If the writer meets her husband at the airport and the two share a welcome home embrace and quick kiss, are they wearing their sexuality on their sleeves? If Adam and Steve do the same thing, are they?

menkissing.jpg (32849 bytes)

If the writer goes on a vacation with her husband and some friends and comes back to work and shows everybody her pictures of the good time they had, is she wearing her sexuality on her sleeve? If Steve brings his pictures of his fun time with friends, is he? If he's in the military, he's in danger of being dismissed if he talks about the nice vacation he just had with his friends.

The writer may not "feel the need to know" about Adam and Steve's orientation and yet somehow feels they don't need to be in the closet, but that's what this whole thing is about--the ability to be who they are without someone accusing them of "wearing their sexuality on their sleeve."

Kathy and I were talking about the reaction of men to the idea of homosexuality (somehow women don't generally seem to have the same reaction). If two straight women check into a motel and their room only has one bed, they think nothing of sleeping in the same bed together. If two straight men check into the same room, one of them will probably sleep on the floor. They will go to great lengths to prove that they aren't "like that." Even entertainers whom I admire get that "ooo icky" tone to their voice when they discuss two men having any sort of affectionate relationship. They feel the need to pretend to be effeminate, raise their voices several octaves, and laugh about it. Even people I know to strongly support gay equality. But there is that need to prove that "I'm not that icky kind of person."

[Interestingly, though, Kathy pointed out, if you take two men into the wood to camp, they'll stand side by side and pee on the same tree, where two women will each seek their own private bush to pee on!]

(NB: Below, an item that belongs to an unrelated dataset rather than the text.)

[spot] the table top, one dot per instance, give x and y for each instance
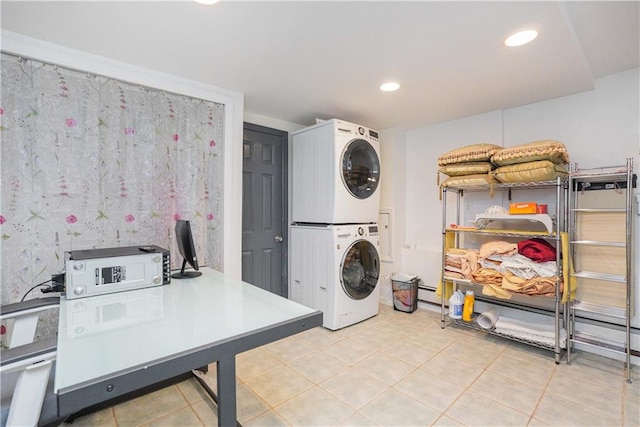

And there is the whole "murder thing." Straight people who are murdered generally (not always, of course) are shot or blown up. Something that can be done at some distance from the victim. Gay people who are murdered generally (not always, of course) are killed in close up and personal attacks--stabbings, choking, beatings. There is some sort of visceral reaction in people who get angry with gay people. They have to touch them and make it as personal as possible. A gay man was stabbed in a robbery in Sacramento, Kathy told me, and when the police said it was a hate crime, someone questioned that...but the man was stabbed sixty seven times. That's not your random act of violence committed during a robbery.

The thing about just being who you are is that gay people can't do that. If one woman is the biological mother of a child, her partner can't go pick that kid up at school, because the school doesn't recognize her as a parent. If one person in a gay couple is injured in most states in this country, the hospital has the legal right to prevent the spouse from being with him/her, with making decisions about care, or making decisions about disposal of remains, if the person should die. If the patient is unable to communicate, her family (mother, father, siblings) have the right to remove her from the hospital, take her to another states, and not let her partner of many years know where she is (this has happened).

The horror stories about people who are "just trying to be who they are" are legion and one reason why gay people are fighting for marriage is to be able to say to the straight community: we just want to live our lives and not bother you, but you won't let us!

I'd also love to hear what the writer of my comment would say if someone showed up at her door and told her that a vote had been taken of all the citizens in the state and it was decided that she and her husband can no longer be legally married.

Gay people don't necessarily want her to LIKE them, but they do want to be respected for who they are -- and why the heck shouldn't they be respected?


gayprom.gif (4746 bytes)Just as I went to post this, I read of a school in Mississippi which has canceled the senior prom rather than allow a lesbian girl to come and bring her girlfriend. Is bringing your girlfriend or boyfriend forcing your sexual identity on someone? Should she lie and come with someone she doesn't care about on what is arguable the most imortant social date of a student's high school career?

Not only does the girl not get to go to her prom, but NOBODY IN HER CLASS gets a prom...how much hatred against her do you think that is going to create?